The kids genuinely love it because when they ask to get out the slime or do arts and crafts, and we say, "but first you have to clean up your other toys," that's a task they are 100% capable of doing themselves. It gives them agency.



> The kids genuinely love it because when they ask to get out the slime or do arts and crafts, and we say, "but first you have to clean up your other toys," that's a task they are 100% capable of doing themselves. It gives them agency.

Haha, your world is going to be rocked in two decades, when your kid casually mentions something you thought they “loved” but really thought was stupid. It’s almost like you’ve forgotten your own childhood!


I disagree with this with some caveats. I find that specific memory as a child (parents mistaking something you hate as something you enjoyed) to actually reflect the amount of open communication and mutual listening of parent/child. My parents rarely listened to me, so I went with learned helplessness, and my consent was mistaken as enjoyment. But I know of other families where preferences were listened to and became the bedrock of having a trusting relationship with parental units.


Parents are incapable of knowing what their kids like and dislike? I'm feeling a sorrowful empathy for where this line of reasoning might come from.


It's a well known problem[0][1] with accepting parental assertions around their child's health. That's why kids are often given time alone with their doctor, to express feelings they wouldn't otherwise feel comfortable about. Additionally, it's been shown that a parent is not great at objectively evaluating their child's emotional state or place in the world. [2]

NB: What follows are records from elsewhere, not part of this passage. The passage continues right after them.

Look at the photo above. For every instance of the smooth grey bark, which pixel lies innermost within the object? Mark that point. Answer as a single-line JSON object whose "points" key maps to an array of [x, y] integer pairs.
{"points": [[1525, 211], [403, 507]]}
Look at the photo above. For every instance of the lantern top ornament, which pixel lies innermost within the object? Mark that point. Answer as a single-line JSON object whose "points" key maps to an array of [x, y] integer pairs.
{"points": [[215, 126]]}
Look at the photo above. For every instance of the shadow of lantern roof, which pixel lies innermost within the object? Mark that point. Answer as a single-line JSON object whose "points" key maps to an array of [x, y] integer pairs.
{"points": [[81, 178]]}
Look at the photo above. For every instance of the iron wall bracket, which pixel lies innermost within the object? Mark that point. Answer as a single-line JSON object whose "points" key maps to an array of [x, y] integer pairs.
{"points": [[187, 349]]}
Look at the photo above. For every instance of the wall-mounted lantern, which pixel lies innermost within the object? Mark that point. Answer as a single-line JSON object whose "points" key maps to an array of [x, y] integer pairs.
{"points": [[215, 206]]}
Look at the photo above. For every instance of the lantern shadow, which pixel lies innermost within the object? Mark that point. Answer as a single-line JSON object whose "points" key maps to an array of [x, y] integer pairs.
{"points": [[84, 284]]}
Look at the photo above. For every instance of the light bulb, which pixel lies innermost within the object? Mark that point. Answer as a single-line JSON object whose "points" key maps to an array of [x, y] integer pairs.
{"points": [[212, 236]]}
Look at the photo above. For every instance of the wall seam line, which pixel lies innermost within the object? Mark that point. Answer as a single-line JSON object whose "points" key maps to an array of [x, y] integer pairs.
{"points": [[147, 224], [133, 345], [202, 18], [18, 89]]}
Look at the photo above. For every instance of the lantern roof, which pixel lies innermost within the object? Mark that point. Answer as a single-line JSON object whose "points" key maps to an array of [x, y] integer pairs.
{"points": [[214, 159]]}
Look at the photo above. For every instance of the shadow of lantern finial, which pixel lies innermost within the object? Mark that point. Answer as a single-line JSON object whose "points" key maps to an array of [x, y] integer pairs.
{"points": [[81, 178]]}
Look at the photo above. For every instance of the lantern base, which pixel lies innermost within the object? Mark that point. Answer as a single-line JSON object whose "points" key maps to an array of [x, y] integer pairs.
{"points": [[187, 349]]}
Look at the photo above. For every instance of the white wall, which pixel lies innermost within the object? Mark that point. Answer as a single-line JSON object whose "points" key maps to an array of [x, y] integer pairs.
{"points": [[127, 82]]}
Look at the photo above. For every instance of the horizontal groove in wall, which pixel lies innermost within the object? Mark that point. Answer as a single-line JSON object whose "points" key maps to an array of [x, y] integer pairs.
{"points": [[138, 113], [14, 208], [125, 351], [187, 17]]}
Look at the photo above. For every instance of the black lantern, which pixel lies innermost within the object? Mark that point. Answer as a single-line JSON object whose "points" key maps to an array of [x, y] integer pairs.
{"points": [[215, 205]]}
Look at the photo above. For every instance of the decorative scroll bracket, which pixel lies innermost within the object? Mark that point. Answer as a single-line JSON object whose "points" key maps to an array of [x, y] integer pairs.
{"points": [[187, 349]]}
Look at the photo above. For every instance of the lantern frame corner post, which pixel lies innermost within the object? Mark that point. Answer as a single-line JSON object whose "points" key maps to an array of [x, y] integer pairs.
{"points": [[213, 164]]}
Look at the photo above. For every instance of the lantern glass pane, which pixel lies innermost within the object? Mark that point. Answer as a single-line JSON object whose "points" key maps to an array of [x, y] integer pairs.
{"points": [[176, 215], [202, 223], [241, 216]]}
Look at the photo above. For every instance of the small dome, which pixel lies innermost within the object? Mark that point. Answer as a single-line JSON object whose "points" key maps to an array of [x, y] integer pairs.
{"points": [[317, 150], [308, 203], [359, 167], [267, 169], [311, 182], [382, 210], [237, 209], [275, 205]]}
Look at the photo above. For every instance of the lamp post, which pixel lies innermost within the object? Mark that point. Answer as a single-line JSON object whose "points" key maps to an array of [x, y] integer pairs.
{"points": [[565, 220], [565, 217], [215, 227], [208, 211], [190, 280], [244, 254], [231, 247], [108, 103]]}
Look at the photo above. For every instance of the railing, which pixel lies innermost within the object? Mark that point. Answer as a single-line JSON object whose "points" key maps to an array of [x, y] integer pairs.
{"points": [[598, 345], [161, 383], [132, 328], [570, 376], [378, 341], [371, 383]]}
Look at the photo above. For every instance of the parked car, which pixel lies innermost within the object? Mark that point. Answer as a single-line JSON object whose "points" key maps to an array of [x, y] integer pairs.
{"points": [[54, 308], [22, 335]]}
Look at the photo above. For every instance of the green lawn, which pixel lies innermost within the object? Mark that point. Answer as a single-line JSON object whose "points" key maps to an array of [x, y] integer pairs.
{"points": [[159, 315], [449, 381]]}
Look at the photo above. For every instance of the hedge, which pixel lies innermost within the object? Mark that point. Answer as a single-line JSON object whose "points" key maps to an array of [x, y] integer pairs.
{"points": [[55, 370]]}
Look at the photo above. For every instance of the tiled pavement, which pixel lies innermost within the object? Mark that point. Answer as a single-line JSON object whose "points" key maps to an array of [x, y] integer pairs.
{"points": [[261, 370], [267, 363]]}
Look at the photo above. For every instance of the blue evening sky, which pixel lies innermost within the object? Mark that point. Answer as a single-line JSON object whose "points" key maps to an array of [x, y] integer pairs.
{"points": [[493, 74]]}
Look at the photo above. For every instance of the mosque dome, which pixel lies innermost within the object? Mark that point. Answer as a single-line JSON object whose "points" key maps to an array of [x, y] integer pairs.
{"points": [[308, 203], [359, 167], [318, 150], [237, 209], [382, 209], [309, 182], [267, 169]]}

It's even got an entry in TVTropes![3]

But why would you have a "sorrowful empathy" because I have a passing knowledge about childhood and children? You can't seriously think you're going to always know what your children are thinking or that they're even being entirely straightforward with you now, can you? Surely they have their own lives by now even a little bit, some space for their own that you're not involved in and don't know about.

[0] https://pubmed.ncbi.nlm.nih.gov/15473508/

[1] https://archive.nytimes.com/parenting.blogs.nytimes.com/2009...

[2] https://www.psychologytoday.com/us/articles/201407/parents-j...

[3] https://tvtropes.org/pmwiki/pmwiki.php/Main/DoesntKnowTheirO...


A well known problem? An article saying "Some parents have limited knowledge concerning their children's OHRQoL.", a new york times article, a psychology today article and a tvtropes page? This is extremly light evidence. You can defend anything with a vaguely related study and a few press articles.


I don't personally believe in learning about anything from HN, only of things, so at this point if you want to know more I recommend talking to a pediatrician, as I'm not an expert and may (unintentionally) mislead, misdirect, or misinterpret.

Maybe it's not well known! Maybe it's extremely rare! Maybe I've got biases! Who knows, I certainly wouldn't. You have no idea what my qualifications are, what my expertise is, and generally there are no social consequences for me spouting nonsense, so there are not a lot of good reasons to listen to whatever my argument may be, right or wrong.